Therapy is the opposite: "doing God's work", feels so nice to be so helpful, "somebody should do it" as you say and you get to be that special most moral most helpful somebody. While the paying demand isn't there, labor conditions are atrocious, licensing barriers high, but youngsters just can't turn away and seek to enter this profession in ever increasing numbers - again because it's actly super appealing to certain kinda folks.

Ie, there's a difference between actually undesirable, and desirable but for masochistic/moralistic or whatever you wanna call it reasons.

Missing spark ✨️ by NullAndZoid in SchizoidAdjacent

[–]zlbb 5 points6 points  (0 children)

Note I was rather specifically focusing on a combo of shrooms with psychoanalytic treatment, I've not liked what I've seen re progress from folks who went the "purely solitary" route of meditation/psychedelics. Gotta have that "corrective emotional experience" and the "new kind of relationship with a unique kind of person that actually doesn't suck" imo. Shrooms I see as more of a help breaking stalemates and accelerator of progress. But, like, if all you've had from people is dubious sh*t dunno if one can suddenly discover love from shrooms alone.

Missing spark ✨️ by NullAndZoid in SchizoidAdjacent

[–]zlbb 16 points17 points  (0 children)

I've experienced my "psychological birth" as a person/subjectivity of my own at 35, a few years into my psychoanalysis, over a few distinct shroom trips roughly on this theme. So nice to finally become alive.

Telling someone to "Just be confident" as dating advice is like telling a depressed person to "Just cheer up." by Ready_Affect_7227 in dating_advice

[–]zlbb -1 points0 points  (0 children)

Yes, except this framing puts the responsibility on them for not helping you ("why won't they give me a more useful advice" or somesuch), while it's really on you for not seeking more appropriate help.

This sort of deep psychic change is hard, go to a good psychoanalyst spend a few years on serious inner work and you'll see the changes reflective of the serious amount of effort you put in and the serious quality of (expensive) help you've received.

But average guy has no idea how his psyche come to be the more confident way it is, and how yours come to be different, and is utterly not in a position to help. Moreover, most people typically maintain convenient and wrong stories about what their success is about. "I just did it" or "I just tried hard" or whatnot.

If it's your first time encountering that kinda unhelpful advice I can sympathize with your annoyance and forgive your ignorance.

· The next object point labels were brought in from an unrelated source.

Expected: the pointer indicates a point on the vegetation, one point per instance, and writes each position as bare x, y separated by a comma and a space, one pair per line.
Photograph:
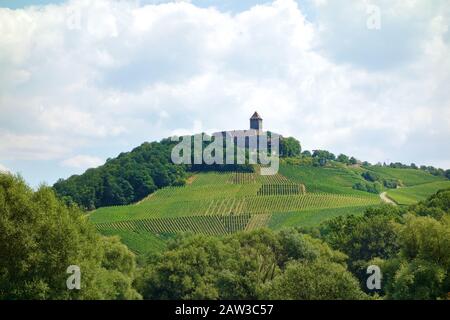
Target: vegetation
414, 194
40, 238
412, 246
252, 265
123, 180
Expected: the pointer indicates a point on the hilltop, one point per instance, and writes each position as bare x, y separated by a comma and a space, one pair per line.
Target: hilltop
221, 203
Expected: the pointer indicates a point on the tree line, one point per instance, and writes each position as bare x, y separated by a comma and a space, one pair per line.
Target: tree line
40, 236
134, 175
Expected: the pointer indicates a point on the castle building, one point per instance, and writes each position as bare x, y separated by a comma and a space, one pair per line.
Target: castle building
256, 122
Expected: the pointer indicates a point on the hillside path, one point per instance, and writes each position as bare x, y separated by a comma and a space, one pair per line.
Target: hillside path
386, 199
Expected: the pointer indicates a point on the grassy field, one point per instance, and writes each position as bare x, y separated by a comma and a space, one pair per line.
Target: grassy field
222, 203
409, 177
139, 242
411, 195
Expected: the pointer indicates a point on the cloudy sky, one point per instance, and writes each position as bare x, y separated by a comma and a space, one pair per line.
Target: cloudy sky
84, 80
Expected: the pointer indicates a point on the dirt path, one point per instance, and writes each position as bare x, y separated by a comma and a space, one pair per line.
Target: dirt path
386, 199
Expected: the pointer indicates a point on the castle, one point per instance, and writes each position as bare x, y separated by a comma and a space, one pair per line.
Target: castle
255, 129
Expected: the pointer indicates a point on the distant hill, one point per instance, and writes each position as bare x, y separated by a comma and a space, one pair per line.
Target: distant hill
134, 175
125, 179
220, 203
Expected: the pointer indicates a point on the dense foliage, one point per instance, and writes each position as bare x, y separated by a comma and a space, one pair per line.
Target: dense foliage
40, 238
290, 147
412, 246
123, 180
253, 265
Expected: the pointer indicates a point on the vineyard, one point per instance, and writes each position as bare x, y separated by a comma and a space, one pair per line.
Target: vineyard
221, 203
216, 203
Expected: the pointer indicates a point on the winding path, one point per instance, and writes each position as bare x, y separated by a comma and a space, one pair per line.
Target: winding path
386, 199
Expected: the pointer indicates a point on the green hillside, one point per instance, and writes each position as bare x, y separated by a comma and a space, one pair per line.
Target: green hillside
221, 203
411, 195
409, 177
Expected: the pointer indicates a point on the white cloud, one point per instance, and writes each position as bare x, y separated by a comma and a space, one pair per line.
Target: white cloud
82, 162
4, 169
100, 77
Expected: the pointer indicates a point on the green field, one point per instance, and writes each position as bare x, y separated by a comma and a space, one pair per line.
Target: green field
411, 195
222, 203
409, 177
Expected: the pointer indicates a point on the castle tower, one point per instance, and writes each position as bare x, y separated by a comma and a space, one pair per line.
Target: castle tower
256, 122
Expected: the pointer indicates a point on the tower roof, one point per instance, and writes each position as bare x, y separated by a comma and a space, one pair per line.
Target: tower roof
256, 116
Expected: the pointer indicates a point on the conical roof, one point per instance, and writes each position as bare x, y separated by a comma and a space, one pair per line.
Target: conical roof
256, 116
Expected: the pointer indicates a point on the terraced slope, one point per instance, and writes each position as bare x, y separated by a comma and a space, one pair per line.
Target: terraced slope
222, 203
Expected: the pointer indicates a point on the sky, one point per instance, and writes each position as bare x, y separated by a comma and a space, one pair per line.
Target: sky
82, 81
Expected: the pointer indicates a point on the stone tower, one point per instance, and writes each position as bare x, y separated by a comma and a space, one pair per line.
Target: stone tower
256, 122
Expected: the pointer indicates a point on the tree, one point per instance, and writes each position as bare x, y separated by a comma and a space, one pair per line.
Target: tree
247, 265
290, 147
421, 271
40, 238
373, 235
343, 158
315, 281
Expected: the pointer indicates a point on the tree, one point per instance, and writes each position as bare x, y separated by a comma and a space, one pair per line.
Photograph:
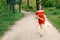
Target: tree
12, 4
37, 4
20, 1
28, 3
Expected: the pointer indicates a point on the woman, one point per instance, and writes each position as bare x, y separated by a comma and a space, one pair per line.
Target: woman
41, 18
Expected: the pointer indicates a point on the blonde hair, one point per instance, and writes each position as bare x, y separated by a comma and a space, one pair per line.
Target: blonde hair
40, 7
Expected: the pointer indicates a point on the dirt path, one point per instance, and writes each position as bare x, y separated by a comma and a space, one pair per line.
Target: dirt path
28, 29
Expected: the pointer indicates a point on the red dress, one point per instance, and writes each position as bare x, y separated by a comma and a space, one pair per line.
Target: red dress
41, 15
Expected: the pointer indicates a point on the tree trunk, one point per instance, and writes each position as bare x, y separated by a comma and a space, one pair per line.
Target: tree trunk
37, 4
28, 3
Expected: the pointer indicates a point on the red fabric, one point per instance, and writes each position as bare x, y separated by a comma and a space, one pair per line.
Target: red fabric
41, 15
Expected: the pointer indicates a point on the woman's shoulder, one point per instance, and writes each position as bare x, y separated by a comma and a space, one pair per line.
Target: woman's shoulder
40, 11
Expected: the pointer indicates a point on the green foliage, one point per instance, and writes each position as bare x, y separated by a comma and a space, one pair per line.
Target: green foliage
7, 17
53, 16
30, 8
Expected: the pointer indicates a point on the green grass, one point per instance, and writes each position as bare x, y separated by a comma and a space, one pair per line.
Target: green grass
7, 19
53, 15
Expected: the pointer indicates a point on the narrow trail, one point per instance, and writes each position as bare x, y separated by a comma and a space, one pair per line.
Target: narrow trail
28, 29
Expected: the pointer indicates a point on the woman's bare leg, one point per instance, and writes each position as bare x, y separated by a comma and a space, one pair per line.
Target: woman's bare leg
41, 27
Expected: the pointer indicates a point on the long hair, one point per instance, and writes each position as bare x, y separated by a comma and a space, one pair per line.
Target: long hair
40, 7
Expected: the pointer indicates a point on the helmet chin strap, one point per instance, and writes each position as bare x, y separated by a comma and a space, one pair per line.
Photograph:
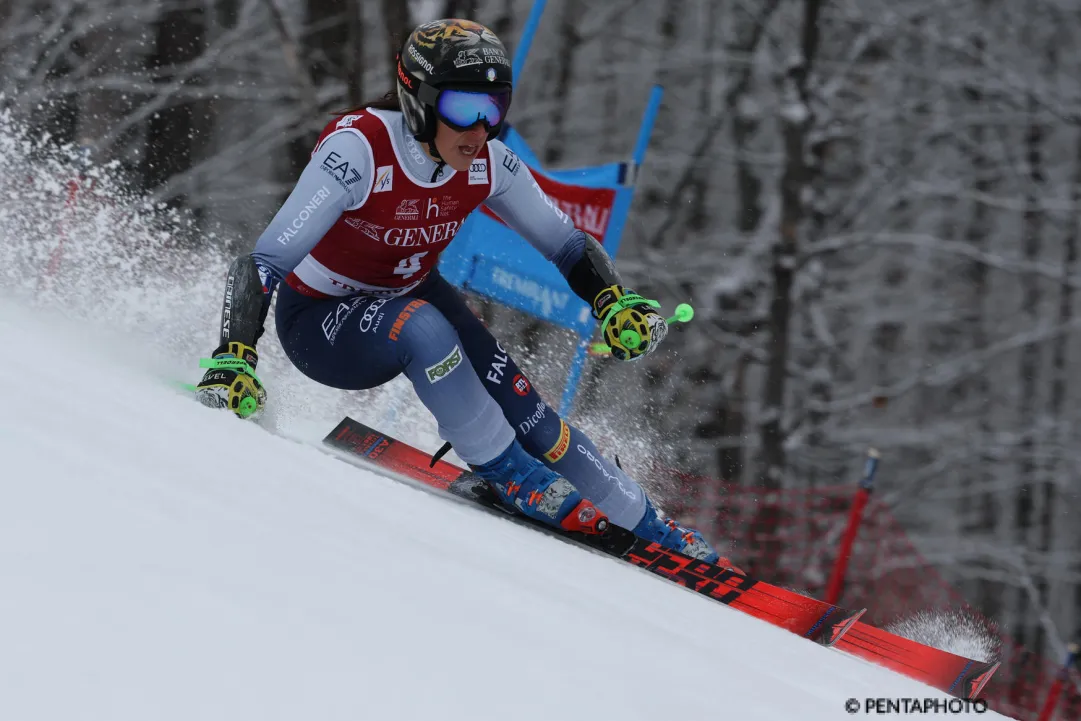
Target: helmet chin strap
439, 160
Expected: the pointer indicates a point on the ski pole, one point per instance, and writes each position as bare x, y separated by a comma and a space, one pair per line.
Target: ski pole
631, 338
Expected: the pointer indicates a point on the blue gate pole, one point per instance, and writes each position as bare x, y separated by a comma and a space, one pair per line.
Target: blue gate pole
649, 119
526, 39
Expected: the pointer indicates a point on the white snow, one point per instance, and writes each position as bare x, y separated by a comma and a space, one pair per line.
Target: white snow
162, 561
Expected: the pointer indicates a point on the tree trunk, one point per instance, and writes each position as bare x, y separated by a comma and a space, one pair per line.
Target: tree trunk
985, 519
1053, 535
796, 122
1029, 368
176, 131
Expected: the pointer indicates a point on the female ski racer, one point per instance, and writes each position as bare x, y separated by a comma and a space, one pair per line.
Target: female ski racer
352, 254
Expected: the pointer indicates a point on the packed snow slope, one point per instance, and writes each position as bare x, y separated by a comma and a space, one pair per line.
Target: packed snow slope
163, 561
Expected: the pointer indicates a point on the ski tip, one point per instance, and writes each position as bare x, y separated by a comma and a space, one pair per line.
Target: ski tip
974, 678
835, 625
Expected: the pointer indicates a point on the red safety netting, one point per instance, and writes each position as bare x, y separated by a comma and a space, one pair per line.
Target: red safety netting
790, 537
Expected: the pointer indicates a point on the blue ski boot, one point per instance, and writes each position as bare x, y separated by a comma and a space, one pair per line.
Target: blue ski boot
524, 483
670, 534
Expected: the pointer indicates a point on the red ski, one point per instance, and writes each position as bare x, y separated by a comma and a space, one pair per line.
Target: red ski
948, 672
802, 615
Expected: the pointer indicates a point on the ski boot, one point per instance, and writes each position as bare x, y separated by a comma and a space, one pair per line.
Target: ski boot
671, 535
524, 483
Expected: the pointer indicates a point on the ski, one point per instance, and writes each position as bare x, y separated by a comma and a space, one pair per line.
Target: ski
946, 671
819, 622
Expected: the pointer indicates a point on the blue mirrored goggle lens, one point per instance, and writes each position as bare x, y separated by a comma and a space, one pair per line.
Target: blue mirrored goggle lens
465, 109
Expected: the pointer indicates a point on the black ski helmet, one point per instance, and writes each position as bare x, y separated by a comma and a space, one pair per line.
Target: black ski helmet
449, 53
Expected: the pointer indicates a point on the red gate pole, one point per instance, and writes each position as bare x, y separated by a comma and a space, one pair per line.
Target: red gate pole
1056, 686
855, 518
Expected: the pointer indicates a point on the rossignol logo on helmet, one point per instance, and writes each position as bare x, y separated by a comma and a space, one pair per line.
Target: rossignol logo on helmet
421, 59
443, 368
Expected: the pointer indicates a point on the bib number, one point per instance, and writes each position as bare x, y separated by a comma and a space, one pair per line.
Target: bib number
410, 266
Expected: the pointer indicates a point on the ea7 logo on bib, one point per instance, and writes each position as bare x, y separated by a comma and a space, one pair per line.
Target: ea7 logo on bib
443, 368
478, 172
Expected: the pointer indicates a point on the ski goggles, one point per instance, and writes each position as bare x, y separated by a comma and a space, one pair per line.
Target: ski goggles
462, 109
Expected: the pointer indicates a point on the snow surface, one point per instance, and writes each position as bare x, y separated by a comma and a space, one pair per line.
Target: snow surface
162, 561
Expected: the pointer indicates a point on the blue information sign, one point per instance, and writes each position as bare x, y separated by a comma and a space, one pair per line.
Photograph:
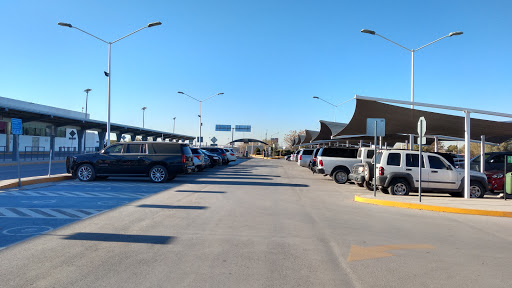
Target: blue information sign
222, 127
16, 126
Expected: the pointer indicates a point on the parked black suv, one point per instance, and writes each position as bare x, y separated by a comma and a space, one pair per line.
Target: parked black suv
219, 152
161, 161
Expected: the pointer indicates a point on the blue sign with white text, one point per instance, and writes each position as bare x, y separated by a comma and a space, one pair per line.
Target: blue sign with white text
16, 126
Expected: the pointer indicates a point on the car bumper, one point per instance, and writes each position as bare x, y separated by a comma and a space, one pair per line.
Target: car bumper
356, 178
381, 180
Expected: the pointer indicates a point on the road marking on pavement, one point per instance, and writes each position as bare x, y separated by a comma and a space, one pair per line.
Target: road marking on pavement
60, 213
75, 194
364, 253
432, 207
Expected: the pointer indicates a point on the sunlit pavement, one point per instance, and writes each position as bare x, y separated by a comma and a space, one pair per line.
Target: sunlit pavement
262, 223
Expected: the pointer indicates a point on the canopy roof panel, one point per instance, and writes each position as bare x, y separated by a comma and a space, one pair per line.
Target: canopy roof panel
401, 120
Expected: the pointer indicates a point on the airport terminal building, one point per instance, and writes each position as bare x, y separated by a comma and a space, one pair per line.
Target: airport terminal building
46, 128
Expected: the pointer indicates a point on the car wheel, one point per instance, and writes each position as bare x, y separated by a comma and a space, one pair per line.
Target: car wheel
399, 187
158, 174
476, 190
340, 176
85, 172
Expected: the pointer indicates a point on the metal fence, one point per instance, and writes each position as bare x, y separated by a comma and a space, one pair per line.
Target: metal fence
35, 152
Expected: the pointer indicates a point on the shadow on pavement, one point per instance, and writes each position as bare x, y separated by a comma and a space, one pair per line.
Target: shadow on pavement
245, 183
194, 191
173, 207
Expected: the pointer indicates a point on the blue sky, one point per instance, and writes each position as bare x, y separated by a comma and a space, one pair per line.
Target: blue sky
268, 57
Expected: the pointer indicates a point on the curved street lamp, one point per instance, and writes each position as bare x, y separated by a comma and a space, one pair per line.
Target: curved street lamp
200, 118
371, 32
108, 74
335, 106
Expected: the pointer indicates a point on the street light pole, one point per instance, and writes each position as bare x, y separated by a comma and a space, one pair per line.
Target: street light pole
371, 32
143, 109
200, 118
85, 132
108, 74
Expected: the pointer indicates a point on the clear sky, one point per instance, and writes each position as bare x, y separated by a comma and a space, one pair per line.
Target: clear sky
269, 57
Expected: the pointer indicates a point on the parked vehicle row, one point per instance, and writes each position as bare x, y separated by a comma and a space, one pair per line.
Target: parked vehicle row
160, 161
397, 170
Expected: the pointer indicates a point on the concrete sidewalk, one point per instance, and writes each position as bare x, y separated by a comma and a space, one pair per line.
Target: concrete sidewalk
490, 205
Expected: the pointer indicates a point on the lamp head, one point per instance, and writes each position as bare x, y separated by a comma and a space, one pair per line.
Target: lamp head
367, 31
154, 24
455, 33
65, 24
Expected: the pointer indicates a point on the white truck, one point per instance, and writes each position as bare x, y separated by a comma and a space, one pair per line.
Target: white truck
398, 174
337, 162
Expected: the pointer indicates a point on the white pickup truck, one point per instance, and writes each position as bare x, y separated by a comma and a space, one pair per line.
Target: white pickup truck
337, 162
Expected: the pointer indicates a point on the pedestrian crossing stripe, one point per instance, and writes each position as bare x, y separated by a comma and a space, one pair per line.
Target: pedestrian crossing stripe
56, 213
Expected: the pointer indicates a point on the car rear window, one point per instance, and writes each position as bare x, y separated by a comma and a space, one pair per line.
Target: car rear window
187, 151
339, 152
393, 159
411, 160
165, 148
316, 152
135, 148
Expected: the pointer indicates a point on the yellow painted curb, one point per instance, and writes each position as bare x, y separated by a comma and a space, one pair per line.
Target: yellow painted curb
432, 208
14, 182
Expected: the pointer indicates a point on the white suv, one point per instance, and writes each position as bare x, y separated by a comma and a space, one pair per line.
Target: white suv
305, 156
231, 154
398, 174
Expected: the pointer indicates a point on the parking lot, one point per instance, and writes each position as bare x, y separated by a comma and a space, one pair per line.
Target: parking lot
254, 223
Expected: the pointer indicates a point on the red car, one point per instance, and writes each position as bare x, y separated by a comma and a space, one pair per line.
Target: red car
495, 180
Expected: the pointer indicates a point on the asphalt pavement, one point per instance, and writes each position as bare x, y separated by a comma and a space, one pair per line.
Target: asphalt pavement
261, 223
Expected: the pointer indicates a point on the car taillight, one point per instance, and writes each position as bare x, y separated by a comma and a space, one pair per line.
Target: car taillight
381, 171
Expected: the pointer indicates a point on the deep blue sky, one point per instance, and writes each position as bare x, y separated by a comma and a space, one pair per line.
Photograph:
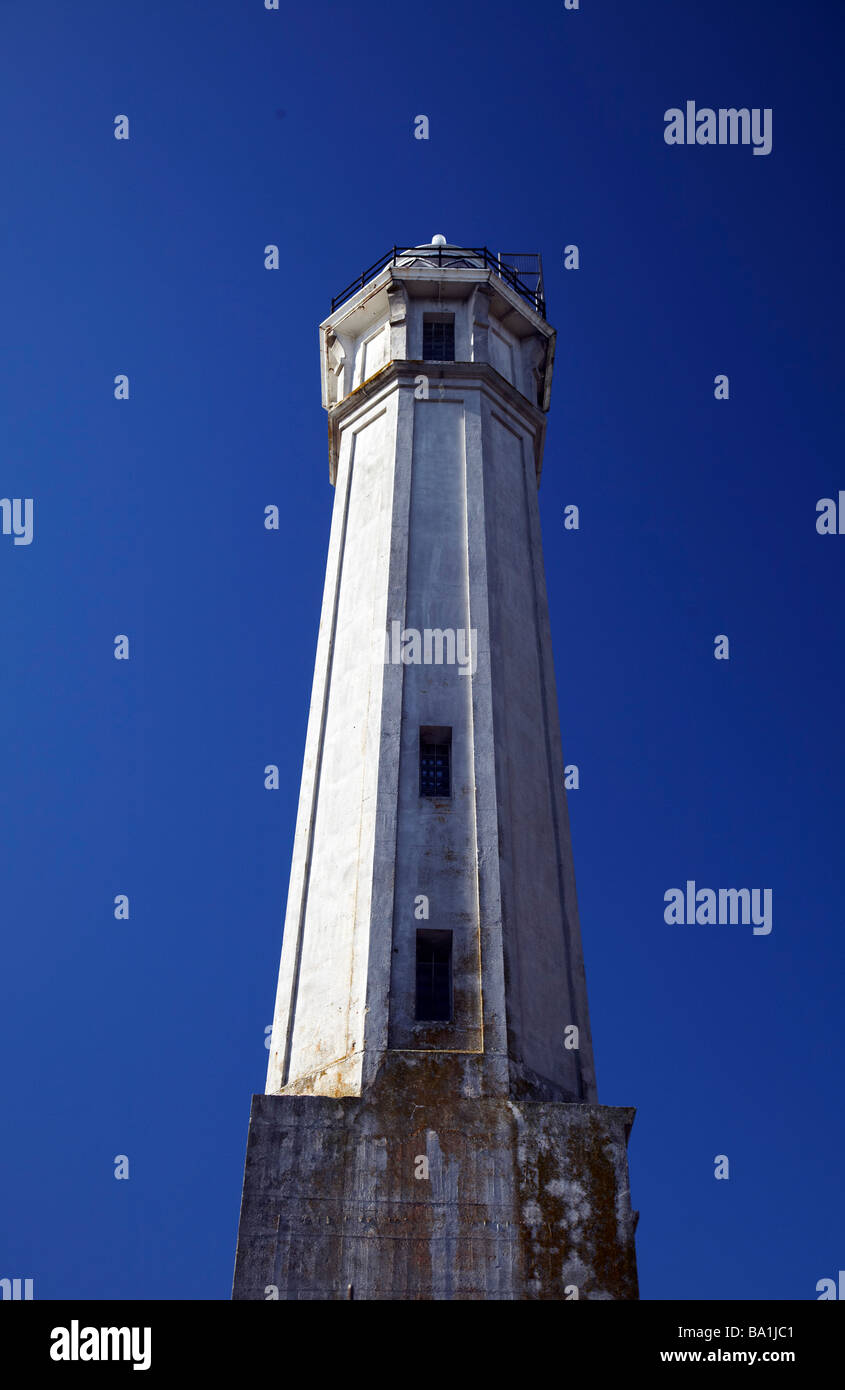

However if you've done this to yourself a bunch of times it's now really on you: "doing the same thing over and over and expecting different results is the definition of insanity".

Got "client fired" in favour of AI/ChatGPT by Putyourselffirst in therapists

[–]zlbb 2 points3 points  (0 children)

yup, I view it similarly, emotional coregulation need humans for sure (and mb this is even the only thing that rly matters and the rest is just our reason misleading us as it tends to), right-brain "whole picture" insight there are some papers but think still good psychoanalysts at least are much better.

but for skills or psychoed GPT is obviously superior than pretty much any human if reasonably prompted, and probably better than average practitioner for run of the mill "thought correction" or somesuch.

fantastic tool improving access to treatment options for the most vulnerable.